Piippo S et al. showed that all girls who were given percutaneous estradiol gel to induce puberty reached Tanner stage B4 after 5 years, and that 65% had reached stage B5 . These proportions for Dutch girls were 87 and 50%, respectively . Our study obtained similar results of 71.79 and 56.41%, respectively. Ankarberg-Lindgren C et al. found that older girls with TS showed a more sensitive response to estradiol valerate and that relatively small doses (0.08–0.12 μg/kg) could induce proper breast development . However, even with the generally older patients in our study (the median age was older than 14 years), we did not find any significant correlations between the time to the final stage and the initial age, karyotype, estradiol valerate dose or the age at which medroxyprogesterone was given. Nevertheless, the time to the final stage, rather than the total follow-up time, was positively associated with the potential for reaching stage B5. A study by Doerr HG et al. of 188 girls with TS showed that most girls with monosomy and mosaic karyotypes reached stage B3 , although we did not find such differences in either the 39 girls who reached the final stage or the 22 girls who reached Tanner stage B5.

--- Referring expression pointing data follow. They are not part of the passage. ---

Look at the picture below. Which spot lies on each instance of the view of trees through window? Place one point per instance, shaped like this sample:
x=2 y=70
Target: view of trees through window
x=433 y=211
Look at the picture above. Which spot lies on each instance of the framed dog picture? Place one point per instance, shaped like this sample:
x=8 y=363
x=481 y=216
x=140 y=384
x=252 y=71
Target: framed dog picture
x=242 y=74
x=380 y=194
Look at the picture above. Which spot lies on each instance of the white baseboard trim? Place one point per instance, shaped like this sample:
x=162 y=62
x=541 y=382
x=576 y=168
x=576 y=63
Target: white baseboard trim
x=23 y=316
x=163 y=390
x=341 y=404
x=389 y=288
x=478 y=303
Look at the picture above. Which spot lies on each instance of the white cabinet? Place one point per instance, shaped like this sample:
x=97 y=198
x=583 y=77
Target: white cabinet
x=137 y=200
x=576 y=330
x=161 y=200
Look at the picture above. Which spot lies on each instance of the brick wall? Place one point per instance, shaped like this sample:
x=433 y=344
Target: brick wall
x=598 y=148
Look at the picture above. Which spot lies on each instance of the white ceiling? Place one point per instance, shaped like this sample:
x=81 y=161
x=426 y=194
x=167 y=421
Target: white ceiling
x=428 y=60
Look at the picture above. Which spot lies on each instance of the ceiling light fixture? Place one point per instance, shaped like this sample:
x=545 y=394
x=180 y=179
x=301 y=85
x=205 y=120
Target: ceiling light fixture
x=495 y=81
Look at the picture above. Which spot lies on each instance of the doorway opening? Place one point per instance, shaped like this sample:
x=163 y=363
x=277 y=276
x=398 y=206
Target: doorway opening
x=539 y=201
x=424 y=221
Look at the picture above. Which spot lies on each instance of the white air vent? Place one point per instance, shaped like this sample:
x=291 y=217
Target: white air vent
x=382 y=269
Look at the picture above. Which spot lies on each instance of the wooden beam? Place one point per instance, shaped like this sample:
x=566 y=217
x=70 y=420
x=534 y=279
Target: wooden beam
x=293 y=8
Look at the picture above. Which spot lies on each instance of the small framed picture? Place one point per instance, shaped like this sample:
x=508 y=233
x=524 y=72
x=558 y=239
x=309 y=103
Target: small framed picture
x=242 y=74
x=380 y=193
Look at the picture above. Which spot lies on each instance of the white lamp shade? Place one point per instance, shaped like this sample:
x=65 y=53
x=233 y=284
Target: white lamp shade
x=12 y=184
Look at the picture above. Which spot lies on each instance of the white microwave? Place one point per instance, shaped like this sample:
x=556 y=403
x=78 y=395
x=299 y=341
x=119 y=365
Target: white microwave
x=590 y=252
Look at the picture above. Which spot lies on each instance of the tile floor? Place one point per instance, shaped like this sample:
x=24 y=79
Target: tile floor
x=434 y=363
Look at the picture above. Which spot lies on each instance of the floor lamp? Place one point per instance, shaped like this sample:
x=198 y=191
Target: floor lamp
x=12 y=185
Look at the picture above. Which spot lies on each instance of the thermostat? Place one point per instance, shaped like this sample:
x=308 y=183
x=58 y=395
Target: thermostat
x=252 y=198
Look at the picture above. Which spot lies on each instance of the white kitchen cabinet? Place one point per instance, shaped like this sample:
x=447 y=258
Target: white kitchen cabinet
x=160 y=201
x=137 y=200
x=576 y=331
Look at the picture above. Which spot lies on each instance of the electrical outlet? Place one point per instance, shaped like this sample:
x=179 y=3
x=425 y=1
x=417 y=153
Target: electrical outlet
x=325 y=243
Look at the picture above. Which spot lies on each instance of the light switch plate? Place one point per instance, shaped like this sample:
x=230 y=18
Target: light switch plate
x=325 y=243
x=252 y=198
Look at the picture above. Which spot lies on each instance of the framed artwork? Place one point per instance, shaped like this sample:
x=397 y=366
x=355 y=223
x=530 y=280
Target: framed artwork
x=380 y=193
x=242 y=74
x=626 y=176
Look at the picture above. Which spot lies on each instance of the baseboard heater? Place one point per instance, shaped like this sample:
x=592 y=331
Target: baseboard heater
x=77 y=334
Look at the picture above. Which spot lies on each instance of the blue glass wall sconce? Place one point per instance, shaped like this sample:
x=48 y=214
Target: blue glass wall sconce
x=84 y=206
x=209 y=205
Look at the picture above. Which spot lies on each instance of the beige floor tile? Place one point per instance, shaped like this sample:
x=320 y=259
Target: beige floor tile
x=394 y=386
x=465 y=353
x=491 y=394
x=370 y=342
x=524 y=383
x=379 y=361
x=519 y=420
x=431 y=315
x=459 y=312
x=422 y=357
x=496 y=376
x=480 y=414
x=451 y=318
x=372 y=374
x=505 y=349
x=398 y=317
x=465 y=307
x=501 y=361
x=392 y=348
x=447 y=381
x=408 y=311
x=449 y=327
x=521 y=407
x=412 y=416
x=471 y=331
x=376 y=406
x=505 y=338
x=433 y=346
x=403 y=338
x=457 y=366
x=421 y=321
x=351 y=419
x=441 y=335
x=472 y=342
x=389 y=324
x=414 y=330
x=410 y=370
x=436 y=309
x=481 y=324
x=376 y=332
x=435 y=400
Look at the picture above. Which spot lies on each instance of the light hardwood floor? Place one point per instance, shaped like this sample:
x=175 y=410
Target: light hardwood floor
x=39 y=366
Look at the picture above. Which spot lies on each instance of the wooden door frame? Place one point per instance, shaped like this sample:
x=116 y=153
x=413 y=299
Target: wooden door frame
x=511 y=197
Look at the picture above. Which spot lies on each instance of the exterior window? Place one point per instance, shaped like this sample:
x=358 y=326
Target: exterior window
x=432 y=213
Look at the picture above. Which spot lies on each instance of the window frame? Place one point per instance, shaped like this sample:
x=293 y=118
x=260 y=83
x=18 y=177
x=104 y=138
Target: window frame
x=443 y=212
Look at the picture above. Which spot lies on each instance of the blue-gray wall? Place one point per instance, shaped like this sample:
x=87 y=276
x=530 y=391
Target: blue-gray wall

The documented progression of breast development differs according to the literature. The progression of breast development in girls with TS up to stage B5 is similar to that of normally developing Chinese girls. In contrast, the girls with TS showed significantly longer intervals for each stage except the B2–3 interval. This may be characteristic of the breast development process in these girls, even those with a higher prepubertal BMI, which has been positively correlated with puberty progress in normal girls . Therefore, the breast development of girls with TS may be independent of the prepubertal BMI. The study also showed that the age at which the normally developing girls reached stage B2 was 9.83 years (9.33, 10.33); and the age for the girls with TS was just 6 years later than the mean pubertal age in normal girls (see in Fig. 1). Bannink E M et al. found a similar result, although their data indicated a time point just 2 years later for girls with TS than for their peers . The B4–5 interval for the girls with TS was much longer than it was for the normally developing girls in our study, which was consistent with the results of Bannink E M et al.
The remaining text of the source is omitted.